As lofty an ideal as EV’s are – they are simply never going to replace liquid fuelled vehicles…for a host of reasons.
Who said they need to replace ICEVs to help? Even if they only represent a tiny fraction of the market they will help.
http://www.treehugger.com/cars/worldwide-electric-car-production-predicted-soar-67-2014.html
Why has no-one mentioned steam driven cars. They can run on almost any fuel(peanut oil, alcohol, wood, etc.), modern boilers a very low pollutant output, boil quickly, have better efficiency performance than other types of propulsion, are simpler (e.g. no gearbox), and easy to drive. I would certainly have one if available.
That would be good if you could look into those issues because I don’t have all the facts and I’d like to see them.
Regarding the night charging – if you could provide stats showing that at night ALL electricity comes from renewable sources then I’ll be convinced. But you might want to address the daytime charging issue too – charging while at work, while parked, and even charging while driving (Powerbyproxi) are all means to address the range anxiety issue but all will be using marginal non-renewable power.

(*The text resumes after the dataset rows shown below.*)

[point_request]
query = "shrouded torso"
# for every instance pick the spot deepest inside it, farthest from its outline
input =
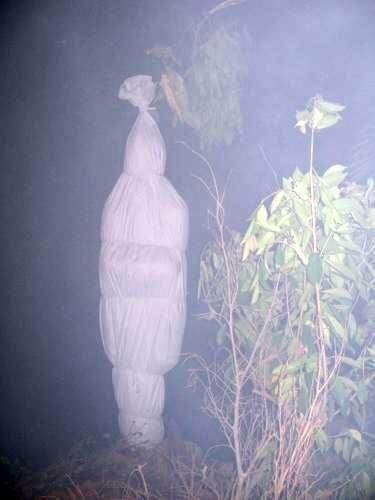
(143, 281)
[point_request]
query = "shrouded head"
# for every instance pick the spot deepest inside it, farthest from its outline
(139, 90)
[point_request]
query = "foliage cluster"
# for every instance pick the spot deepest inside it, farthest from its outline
(205, 95)
(305, 290)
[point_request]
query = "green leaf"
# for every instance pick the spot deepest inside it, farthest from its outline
(322, 440)
(343, 270)
(261, 215)
(334, 175)
(337, 327)
(277, 199)
(314, 268)
(279, 256)
(338, 445)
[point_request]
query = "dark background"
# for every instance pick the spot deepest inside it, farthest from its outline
(62, 132)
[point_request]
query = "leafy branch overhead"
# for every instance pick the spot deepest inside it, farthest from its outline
(206, 94)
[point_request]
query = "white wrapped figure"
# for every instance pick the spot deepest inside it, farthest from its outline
(142, 273)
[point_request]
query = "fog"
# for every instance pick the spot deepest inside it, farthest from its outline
(62, 137)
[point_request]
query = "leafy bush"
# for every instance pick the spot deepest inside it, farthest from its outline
(302, 309)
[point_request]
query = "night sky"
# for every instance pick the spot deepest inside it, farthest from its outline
(62, 133)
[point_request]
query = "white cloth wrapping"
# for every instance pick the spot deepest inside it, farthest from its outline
(142, 273)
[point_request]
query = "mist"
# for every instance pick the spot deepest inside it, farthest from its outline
(63, 132)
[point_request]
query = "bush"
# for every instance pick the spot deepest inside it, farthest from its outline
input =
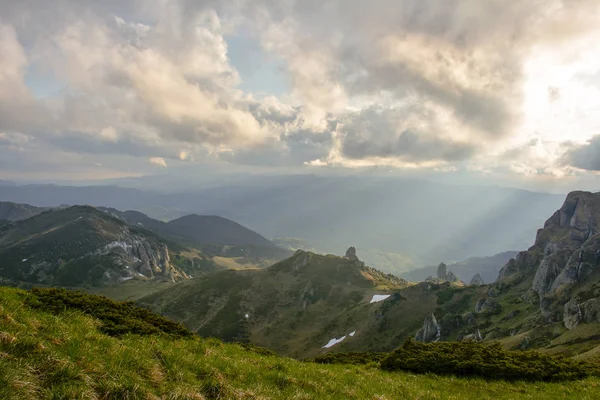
(355, 358)
(118, 318)
(488, 361)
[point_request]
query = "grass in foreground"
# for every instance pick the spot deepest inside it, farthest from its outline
(66, 356)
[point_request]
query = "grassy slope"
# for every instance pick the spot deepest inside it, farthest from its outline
(43, 356)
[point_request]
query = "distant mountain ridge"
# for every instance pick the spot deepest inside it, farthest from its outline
(284, 307)
(79, 246)
(214, 234)
(487, 267)
(15, 211)
(423, 222)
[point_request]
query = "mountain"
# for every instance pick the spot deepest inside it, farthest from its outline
(291, 307)
(215, 235)
(545, 298)
(82, 246)
(217, 230)
(66, 345)
(487, 267)
(15, 211)
(422, 222)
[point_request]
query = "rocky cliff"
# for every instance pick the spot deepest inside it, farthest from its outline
(564, 262)
(81, 246)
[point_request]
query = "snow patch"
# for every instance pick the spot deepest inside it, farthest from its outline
(379, 297)
(333, 342)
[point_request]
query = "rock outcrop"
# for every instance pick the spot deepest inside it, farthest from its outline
(565, 255)
(430, 332)
(450, 277)
(442, 272)
(572, 314)
(591, 311)
(140, 257)
(477, 281)
(475, 336)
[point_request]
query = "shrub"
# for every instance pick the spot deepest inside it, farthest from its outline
(117, 318)
(355, 358)
(488, 361)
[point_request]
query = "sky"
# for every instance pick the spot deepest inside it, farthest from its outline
(454, 90)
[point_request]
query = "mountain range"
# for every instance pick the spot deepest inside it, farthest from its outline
(545, 298)
(399, 224)
(83, 246)
(487, 267)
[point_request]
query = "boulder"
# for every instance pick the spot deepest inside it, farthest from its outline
(442, 272)
(451, 277)
(476, 281)
(430, 332)
(572, 314)
(475, 336)
(351, 254)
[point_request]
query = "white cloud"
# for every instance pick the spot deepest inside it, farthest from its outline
(459, 85)
(158, 161)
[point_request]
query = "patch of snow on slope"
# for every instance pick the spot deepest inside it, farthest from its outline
(333, 342)
(122, 245)
(379, 297)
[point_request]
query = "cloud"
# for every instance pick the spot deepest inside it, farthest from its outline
(158, 161)
(585, 156)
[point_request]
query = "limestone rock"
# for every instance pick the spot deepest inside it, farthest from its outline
(351, 254)
(475, 336)
(441, 272)
(430, 332)
(302, 259)
(450, 277)
(479, 305)
(488, 306)
(572, 314)
(477, 281)
(591, 311)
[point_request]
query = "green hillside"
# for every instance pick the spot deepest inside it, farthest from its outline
(212, 235)
(46, 353)
(293, 307)
(82, 246)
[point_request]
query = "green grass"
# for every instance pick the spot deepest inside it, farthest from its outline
(65, 356)
(490, 361)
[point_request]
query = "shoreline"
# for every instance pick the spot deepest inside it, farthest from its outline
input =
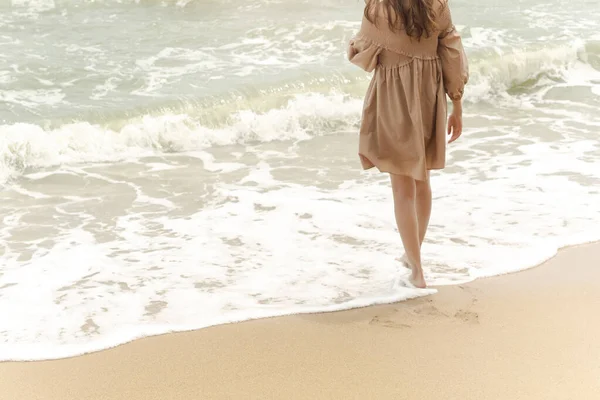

I’ll have a couple of posts which relate to grid issues in the next month or two, but on the daytime thing: daytime demand isn’t a major issue, our peak demand is usually in the early morning and evening, when people wake up/ come home from work, and switch on heaters. Those are the times when non-renewables are most likely to be used. Plus, during the day, we get more energy from wind (and it’ll be the same if we ever get big solar penetration).
“charging while at work, while parked, and even charging while driving (Powerbyproxi) are all means to address the range anxiety issue but all will be using marginal non-renewable power”
Whether the marginal generation is by renewable or non-renewable sources is not pre-ordained. Since there is an objective to get to 90% of our electrical generation from renewables and it is below that figure it follows that additional generation will primarily be from renewables. The generation profile of PV, for example, will have a good fit with daytime charging of BEVs and PV costs continue to fall.
Even if 90% of our power is from renewables the charging of electric vehicles can still come from the other 10% – it definitely will if they are charged during peak times.
Another issue for John to sort out is what determines the total annual output of electricity from a dam? If it is rainfall then it doesn’t matter what time you plug in your electric car. All the electricity for that car will come from somewhere else because the dam isn’t producing any extra electricity over what it was going to produce anyway. See it?
Will the government impose a tax on EV cars?
I can’t see why they would: they don’t for conventional cars. Currently, in fact, BEVs are exempt from paying Road User Charges.
But John get them in any number and the pressure to change from fuel tax to road user charges will be strong. Right now, because of the reduction in driving and NZTA’s politically forced road binge they are facing budget problems. If done well, proper road pricing, this could be good though still may affect take up of less oil dependant vehicles…?
You mean, universal RUCs, rather than the current system where petrol vehicles pay excise instead? Yup, that will probably happen at some point.